Until recently, no measurement tool could ensure precision above the so-called shot noise limit, which has to do with the statistical features inherent in classical observations. Quantum technology has provided a way around this, boosting precision to the fundamental Heisenberg limit, stemming from the basic principles of quantum mechanics. The LIGO experiment, which detected gravitational waves for the first time in 2016, shows it is possible to achieve Heisenberg-limited sensitivity by combining complex optical interference schemes and quantum techniques.
A specific arrangement of a very large number of linear optical elements — beam splitters, phase shifters, and mirrors — makes it possible to gain information about the geometric angles, positions, velocities, and other parameters of physical objects. The measurement involves encoding the quantity of interest in the optical phases, which are then determined directly.
“This research is a follow-up to our work on universal quantum measurement algorithms,” said principal investigator Gordey Lesovik, who heads the MIPT Laboratory of the Physics of Quantum Information Technology. “In an earlier collaboration with a research group from Aalto University in Finland, we experimentally implemented a similar measurement algorithm on transmon qubits.”

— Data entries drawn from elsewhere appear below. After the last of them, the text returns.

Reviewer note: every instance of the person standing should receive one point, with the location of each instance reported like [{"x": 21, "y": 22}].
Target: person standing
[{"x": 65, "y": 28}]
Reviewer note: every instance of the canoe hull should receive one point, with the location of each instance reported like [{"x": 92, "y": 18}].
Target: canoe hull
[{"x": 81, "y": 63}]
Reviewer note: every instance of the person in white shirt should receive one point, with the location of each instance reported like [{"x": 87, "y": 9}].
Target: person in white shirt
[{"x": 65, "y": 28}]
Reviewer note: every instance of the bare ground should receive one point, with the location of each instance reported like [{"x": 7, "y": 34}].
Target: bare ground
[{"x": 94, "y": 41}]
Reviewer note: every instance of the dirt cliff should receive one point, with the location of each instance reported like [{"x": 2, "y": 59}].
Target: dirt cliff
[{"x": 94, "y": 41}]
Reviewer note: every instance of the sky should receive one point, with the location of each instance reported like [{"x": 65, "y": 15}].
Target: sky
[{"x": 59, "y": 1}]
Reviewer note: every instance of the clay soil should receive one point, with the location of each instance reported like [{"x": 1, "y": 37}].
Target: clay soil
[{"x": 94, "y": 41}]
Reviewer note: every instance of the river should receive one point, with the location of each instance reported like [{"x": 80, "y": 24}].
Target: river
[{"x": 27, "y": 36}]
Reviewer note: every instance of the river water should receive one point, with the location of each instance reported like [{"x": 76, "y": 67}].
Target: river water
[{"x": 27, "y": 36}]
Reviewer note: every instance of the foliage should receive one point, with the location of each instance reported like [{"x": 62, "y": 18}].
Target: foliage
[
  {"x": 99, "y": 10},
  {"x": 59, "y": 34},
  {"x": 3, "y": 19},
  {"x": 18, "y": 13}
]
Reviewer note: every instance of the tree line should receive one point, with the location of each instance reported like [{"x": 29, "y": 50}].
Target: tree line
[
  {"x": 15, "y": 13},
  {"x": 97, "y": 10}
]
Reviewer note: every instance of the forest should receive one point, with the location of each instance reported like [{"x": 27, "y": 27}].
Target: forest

The experiment showed that despite the large number of optical elements in the scheme, it is nevertheless tunable and controllable. According to the theoretical estimates provided in the paper, linear optics tools are viable for implementing even operations that are considerably more complex. “The study has demonstrated that linear optics offers an affordable and effective platform for implementing moderate-scale quantum measurements and computations,” Argonne Distinguished Fellow Valerii Vinokur said.